Steven Soderbergh's fondness for casting actors in roles that suit their real-life abilities is good news for Channing Tatum. Before making his name as an actor, Tatum worked as a stripper, and he has mined his own past for inspiration with Magic Mike, in which he plays the title character. For Mike, life appears to be good; he wakes up with two naked women in his bed, he's busy making plans to turn his passion for furniture design into a business, and at night he struts across the stage as screaming women thrust cash into his thong. But, as we are introduced to Mike's world through the eyes of newcomer Adam (a surprisingly excellent Alex Pettyfer), Reid Carolin's screenplay warns us that there's a soullessness and a dark side to all of these sexy shenanigans.
This portion of the movie makes the film feel a little lopsided. Magic Mike is so much fun when we're either onstage or backstage, enjoying the energy of the strippers' routines and their jokey camaraderie behind the scenes, that the consequences come as something of a drag. It's not that there's anything wrong with these scenes per se, it's just that the film really needed stronger actors than the ones Soderbergh has assembled to make them feel like anything more than familiar, hackneyed moralising. This may be the role he was born to play, but Tatum's range of emotional expression does not match his range of dance moves, and when a poignant close-up is required, the camera lingers on Tatum's face without getting a great deal in return. The same could be said of Cody Horn, who plays Adam's sister and Mike's love interest. She seems uncomfortable and unsure of her actions, and her sullen demeanour makes it hard to give a damn about this burgeoning relationship.
I don't think Soderbergh cares too much about it either. He's far more engaged by his central male trio, who collectively offer a snapshot of a stripper's entire lifespan. Pettyfer is the wide-eyed innocent, drawn to this job by the promise of easy money and sex; Tatum is a man at a crossroads, hoping to leave this life behind and go legit – while Dallas (Matthew McConaughey), is the ghost of stripping future. A faintly ridiculous figure still clinging to his past glories and his dream of establishing an empire, Dallas is the most outrageous character in the ensemble, and McConaughey has a ball playing him. Parodying his own shirtless reputation (and naked bongo-playing skills), McConaughey gives a hilarious performance, but there's also an underlying sense of desperation in his portrayal. This is most evident in Dallas's final dance number, with which he wants to show the world that he's still got it. What exactly is the value of what he's got, we wonder.

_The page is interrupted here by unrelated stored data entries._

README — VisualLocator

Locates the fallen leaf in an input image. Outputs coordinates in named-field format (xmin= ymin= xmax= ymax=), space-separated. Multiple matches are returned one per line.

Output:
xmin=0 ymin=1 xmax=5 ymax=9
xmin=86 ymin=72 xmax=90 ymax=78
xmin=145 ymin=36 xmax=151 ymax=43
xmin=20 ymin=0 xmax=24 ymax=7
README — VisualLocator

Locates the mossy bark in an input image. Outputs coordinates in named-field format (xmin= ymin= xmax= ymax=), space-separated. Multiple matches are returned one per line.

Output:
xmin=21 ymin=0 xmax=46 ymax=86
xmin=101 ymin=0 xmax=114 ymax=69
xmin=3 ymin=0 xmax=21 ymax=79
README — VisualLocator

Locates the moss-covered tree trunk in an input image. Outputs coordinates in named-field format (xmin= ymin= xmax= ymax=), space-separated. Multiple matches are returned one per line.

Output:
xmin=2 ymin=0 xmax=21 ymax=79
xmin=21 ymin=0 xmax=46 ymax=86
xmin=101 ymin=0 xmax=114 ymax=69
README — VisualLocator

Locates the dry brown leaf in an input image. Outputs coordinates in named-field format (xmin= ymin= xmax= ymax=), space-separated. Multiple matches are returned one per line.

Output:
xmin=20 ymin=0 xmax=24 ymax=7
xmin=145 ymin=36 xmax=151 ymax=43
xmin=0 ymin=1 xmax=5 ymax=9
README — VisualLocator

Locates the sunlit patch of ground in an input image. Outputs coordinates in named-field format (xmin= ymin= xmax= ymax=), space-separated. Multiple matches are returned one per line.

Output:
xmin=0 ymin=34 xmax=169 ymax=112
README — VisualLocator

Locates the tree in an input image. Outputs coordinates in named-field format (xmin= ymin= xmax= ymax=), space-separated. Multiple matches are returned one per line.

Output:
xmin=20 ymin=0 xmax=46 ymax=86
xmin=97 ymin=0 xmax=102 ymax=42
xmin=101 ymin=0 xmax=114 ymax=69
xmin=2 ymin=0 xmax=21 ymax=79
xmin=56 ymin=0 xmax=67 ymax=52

Another man showing the world that he's back on form is Steven Soderbergh. When Soderbergh isn't firing on all cylinders, his disinterest is all too apparent, and I've felt he has been coasting through his last couple of pictures. Magic Mike is something else entirely, particularly in the thrilling dance sequences, when the director's eye for a great shot and his sharp cutting generates an intoxicating electricity that reaches the cinema audience in the same way it hits the women screaming around the stage. Soderbergh's direction is fun and inventive (the penis pump shot is inspired), and it's a thrill to see him bringing his loose, energetic style to a subject matter that really benefits from it. Many viewers will undoubtedly turn up to Magic Mike only for the oiled-up torsos, but I hope they appreciate just how well-directed this movie is. The dancers on stage may be the ones putting on a show, but Soderbergh is the one bringing the magic.